The Lovely Bones unfolds from heaven, where "life is a perpetual yesterday" and where Susie can see her family and friends coping with her disappearance and eventually her death, as well as seeing her shameless murderer getting away with the crimes he committed and the unhappy detective working on her case. Sebold has made heaven a place that everybody has his or her own adaptation of. Susie's bears a resemblance to the athletic fields and scenery of a suburban high school: a heaven of her "simplest dreams," where "there were no teachers… We never had to go inside except for art class...The boys did not pinch our backsides or tell us we smelled; our textbooks were Seventeen and Glamour and Vogue."

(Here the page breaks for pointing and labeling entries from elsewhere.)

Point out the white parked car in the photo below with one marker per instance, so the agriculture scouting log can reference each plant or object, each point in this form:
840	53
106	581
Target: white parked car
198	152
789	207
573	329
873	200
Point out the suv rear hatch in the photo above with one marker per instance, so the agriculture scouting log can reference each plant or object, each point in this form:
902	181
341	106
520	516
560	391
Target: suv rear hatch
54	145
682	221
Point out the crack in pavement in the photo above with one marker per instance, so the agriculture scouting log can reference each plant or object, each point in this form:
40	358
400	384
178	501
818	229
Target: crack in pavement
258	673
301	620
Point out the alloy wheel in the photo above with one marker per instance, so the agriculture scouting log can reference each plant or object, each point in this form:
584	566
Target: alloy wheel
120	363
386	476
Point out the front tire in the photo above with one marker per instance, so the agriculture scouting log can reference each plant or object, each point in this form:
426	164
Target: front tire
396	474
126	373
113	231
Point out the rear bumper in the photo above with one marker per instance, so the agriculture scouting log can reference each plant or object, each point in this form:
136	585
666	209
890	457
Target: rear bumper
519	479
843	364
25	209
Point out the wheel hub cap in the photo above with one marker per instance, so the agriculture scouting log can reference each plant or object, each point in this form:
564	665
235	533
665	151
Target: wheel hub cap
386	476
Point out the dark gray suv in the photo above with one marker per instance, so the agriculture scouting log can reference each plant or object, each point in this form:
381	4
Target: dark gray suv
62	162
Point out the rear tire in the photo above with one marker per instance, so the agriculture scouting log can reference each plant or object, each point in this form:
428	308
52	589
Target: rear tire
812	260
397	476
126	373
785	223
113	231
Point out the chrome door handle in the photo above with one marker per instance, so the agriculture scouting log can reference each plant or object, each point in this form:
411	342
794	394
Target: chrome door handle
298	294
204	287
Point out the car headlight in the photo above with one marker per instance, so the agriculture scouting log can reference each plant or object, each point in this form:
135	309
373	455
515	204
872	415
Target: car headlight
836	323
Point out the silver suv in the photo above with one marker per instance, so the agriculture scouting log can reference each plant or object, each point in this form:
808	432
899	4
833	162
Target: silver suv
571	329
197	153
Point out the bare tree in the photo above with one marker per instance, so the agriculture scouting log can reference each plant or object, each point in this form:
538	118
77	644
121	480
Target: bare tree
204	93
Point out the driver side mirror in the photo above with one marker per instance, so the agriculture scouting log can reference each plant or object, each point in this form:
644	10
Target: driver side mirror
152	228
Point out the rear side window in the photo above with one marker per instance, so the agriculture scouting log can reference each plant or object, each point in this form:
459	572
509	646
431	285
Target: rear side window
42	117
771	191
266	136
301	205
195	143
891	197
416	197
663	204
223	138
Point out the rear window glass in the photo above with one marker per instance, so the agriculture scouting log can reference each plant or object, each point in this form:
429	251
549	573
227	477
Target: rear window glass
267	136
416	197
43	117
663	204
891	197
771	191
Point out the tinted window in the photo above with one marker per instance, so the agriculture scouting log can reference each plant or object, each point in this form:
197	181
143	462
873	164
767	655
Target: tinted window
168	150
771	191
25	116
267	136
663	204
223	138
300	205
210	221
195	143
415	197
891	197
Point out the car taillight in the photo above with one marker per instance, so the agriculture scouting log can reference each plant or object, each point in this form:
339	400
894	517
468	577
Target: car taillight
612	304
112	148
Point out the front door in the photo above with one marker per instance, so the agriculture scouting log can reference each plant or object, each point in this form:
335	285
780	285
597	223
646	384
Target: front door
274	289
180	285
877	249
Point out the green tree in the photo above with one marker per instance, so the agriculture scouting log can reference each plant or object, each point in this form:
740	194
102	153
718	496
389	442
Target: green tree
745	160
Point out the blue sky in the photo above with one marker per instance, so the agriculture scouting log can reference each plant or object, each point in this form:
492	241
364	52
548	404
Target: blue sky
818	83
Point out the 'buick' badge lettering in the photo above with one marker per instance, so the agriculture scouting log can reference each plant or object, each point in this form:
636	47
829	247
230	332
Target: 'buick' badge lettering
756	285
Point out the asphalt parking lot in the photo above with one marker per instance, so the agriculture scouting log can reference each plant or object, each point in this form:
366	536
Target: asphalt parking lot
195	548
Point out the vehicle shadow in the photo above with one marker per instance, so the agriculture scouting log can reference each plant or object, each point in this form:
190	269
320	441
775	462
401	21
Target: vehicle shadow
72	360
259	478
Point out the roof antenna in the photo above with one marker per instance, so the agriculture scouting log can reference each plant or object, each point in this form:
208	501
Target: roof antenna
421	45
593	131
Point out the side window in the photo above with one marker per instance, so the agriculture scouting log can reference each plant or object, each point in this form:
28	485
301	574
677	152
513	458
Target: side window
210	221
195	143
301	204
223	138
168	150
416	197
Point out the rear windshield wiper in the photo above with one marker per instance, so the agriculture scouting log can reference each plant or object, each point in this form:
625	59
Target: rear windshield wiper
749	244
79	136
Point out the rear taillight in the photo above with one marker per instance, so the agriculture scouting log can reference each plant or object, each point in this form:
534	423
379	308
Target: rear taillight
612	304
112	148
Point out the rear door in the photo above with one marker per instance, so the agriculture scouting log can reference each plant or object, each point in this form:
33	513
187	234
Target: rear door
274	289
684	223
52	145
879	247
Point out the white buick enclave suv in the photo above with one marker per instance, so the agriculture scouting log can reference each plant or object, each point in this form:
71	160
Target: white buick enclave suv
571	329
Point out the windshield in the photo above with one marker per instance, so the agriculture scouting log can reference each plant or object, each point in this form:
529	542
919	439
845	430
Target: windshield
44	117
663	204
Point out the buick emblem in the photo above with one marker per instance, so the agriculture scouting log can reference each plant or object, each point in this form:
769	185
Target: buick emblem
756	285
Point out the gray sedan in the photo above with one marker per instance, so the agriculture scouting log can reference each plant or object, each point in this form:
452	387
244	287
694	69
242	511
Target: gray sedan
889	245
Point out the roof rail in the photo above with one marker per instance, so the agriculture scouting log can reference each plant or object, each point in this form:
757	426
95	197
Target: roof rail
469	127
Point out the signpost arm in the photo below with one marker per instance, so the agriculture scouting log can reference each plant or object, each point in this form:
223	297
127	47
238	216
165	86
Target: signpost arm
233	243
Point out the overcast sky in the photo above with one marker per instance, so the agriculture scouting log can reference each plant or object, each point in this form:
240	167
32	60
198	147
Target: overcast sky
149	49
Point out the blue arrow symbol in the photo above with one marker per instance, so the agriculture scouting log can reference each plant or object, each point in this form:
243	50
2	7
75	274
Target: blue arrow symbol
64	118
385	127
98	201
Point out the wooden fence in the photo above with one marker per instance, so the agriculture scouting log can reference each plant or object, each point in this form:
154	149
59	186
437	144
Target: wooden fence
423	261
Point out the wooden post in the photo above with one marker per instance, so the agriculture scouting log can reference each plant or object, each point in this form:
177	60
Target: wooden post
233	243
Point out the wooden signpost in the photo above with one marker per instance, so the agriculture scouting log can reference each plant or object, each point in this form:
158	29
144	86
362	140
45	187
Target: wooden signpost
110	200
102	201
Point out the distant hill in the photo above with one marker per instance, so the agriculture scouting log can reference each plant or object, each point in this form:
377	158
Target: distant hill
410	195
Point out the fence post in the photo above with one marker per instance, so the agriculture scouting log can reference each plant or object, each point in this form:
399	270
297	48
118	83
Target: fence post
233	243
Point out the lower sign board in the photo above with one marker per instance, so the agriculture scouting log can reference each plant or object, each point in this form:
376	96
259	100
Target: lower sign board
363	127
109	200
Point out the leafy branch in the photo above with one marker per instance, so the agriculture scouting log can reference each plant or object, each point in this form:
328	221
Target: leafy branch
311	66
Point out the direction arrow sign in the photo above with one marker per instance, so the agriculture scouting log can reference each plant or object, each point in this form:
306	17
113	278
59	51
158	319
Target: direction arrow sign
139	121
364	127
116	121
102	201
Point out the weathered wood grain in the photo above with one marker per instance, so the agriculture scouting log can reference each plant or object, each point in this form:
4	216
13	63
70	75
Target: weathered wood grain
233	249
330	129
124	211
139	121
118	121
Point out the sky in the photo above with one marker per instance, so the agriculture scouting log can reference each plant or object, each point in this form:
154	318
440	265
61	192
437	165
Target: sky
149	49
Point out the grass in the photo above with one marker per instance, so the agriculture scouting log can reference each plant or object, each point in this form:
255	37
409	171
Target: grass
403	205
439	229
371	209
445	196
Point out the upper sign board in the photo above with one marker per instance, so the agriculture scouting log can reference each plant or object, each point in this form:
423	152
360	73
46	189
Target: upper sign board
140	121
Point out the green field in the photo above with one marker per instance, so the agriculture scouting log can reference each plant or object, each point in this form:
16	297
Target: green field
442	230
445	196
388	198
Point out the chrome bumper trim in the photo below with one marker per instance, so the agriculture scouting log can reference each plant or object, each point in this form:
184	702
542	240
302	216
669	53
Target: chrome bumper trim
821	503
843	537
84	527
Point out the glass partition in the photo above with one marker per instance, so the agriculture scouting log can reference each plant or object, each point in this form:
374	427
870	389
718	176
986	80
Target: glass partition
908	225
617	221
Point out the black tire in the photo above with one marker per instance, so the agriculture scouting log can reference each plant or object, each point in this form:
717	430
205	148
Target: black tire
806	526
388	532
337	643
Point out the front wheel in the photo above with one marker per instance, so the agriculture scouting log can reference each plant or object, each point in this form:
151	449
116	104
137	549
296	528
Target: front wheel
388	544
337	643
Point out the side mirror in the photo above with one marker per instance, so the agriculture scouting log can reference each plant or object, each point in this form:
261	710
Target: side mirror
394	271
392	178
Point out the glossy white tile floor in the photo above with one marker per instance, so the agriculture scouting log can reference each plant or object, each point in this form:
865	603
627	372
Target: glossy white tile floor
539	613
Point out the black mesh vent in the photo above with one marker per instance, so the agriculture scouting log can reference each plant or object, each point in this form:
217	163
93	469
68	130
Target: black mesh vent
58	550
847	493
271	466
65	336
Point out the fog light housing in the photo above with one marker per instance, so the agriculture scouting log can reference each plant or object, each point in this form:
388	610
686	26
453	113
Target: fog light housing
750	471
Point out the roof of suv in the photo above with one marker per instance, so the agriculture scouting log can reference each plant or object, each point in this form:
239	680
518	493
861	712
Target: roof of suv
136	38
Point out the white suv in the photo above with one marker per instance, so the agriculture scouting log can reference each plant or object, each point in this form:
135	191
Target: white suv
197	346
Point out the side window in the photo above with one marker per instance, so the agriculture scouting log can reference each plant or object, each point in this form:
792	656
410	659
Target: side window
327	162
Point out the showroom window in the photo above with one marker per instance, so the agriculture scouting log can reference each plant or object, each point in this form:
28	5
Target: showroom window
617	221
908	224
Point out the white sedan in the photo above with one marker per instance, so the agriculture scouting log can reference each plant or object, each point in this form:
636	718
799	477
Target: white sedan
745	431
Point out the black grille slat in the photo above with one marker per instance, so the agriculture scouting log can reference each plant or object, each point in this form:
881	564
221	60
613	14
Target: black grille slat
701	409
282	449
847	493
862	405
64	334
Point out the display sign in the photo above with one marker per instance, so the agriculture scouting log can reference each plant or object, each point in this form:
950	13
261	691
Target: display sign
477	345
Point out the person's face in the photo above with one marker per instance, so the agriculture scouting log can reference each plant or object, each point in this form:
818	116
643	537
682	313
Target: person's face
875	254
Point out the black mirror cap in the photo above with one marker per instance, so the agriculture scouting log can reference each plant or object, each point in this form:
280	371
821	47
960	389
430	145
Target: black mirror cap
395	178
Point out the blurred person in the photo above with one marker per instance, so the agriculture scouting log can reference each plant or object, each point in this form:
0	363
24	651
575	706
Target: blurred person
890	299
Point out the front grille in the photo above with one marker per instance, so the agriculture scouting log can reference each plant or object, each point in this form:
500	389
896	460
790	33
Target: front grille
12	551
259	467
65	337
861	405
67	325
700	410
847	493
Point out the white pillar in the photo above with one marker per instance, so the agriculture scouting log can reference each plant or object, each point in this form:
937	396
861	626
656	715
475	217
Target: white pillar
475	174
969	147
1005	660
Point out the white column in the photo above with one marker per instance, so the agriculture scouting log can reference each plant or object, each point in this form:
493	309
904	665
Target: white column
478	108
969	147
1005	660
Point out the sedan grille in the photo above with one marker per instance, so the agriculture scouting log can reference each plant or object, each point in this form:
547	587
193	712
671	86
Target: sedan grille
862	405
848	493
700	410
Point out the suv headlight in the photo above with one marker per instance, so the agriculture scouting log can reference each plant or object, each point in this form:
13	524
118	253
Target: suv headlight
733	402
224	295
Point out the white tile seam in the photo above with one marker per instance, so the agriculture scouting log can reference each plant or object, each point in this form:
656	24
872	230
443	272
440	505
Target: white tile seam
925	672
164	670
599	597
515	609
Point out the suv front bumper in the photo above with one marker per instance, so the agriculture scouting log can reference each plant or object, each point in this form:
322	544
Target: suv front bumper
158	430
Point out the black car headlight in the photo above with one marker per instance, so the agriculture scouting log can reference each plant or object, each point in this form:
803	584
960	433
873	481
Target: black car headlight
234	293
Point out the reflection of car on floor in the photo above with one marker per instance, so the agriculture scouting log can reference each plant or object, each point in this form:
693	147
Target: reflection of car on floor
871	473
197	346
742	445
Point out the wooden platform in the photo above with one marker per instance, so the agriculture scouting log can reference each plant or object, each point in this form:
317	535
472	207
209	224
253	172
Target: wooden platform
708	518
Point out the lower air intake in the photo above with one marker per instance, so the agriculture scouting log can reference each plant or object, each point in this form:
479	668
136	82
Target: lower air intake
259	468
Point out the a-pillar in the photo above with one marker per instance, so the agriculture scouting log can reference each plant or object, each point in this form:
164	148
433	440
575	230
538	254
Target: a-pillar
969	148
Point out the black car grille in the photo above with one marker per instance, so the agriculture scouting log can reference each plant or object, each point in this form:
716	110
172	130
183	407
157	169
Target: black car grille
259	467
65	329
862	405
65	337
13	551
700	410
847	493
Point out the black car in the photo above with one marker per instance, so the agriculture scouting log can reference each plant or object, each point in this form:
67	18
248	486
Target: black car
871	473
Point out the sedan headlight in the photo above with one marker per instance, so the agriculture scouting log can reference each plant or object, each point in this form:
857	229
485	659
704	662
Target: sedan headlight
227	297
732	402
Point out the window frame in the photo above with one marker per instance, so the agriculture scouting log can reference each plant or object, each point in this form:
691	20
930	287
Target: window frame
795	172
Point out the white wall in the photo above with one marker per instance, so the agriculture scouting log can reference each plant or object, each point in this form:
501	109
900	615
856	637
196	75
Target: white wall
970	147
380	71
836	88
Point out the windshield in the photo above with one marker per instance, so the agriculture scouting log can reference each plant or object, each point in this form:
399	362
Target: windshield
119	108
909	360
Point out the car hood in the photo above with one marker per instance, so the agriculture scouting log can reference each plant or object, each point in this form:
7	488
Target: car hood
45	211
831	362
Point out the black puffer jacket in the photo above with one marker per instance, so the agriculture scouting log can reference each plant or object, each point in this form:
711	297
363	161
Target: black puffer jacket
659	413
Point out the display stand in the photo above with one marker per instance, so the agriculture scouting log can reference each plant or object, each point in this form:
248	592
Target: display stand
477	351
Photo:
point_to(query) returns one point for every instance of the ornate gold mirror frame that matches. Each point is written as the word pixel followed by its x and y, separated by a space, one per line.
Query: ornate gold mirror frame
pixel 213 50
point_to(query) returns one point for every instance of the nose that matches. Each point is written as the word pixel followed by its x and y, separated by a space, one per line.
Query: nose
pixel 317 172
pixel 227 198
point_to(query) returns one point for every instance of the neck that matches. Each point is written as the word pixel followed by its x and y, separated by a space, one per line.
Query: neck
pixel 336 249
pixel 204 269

The narrative voice is Susie. It is in 1st person and this allows the reader to recognize the thoughts and feelings of Susie. This makes the reader realise that it is not Susie’s family who are left alone but Susie herself. Watching her family move on with their lives without her increases her loneliness. However, the reader is definitely encouraged to make up his or her own mind about the characters. An example of this is when Susie’s mother walks out on the rest of the family. The reader is encouraged to decide whether this was a selfish act or if it was for the best.
Although set in heaven, the novel is more about life than death as it concerns the breaking up of a family and growing up and dealing with loss. The setting really holds Susie back. Although she can watch the living, she cannot help them. When her brother claims he has seen his murdered sister, Susie asked herself, “Had my brother really seen me somehow, or was he merely a little boy telling beautiful lies?" She longs to be able to communicate with the living and hates how she knows whom the murderer is but can’t point the police in the right direction. Just as this irritates Susie, it begins to annoy the reader, as they too want Mr George Harvey to be caught.
The main character, Susie, goes through a lot of changes throughout the novel. She starts off being very scared and confused – yet curious. It is this curiosity that puts her in danger. She is usually an intelligent person but she didn’t notice details at the time that she becomes aware of when she “watches” her murder again from heaven. During the novel Susie changes vastly and the reader becomes very close to her and relates to her throughout.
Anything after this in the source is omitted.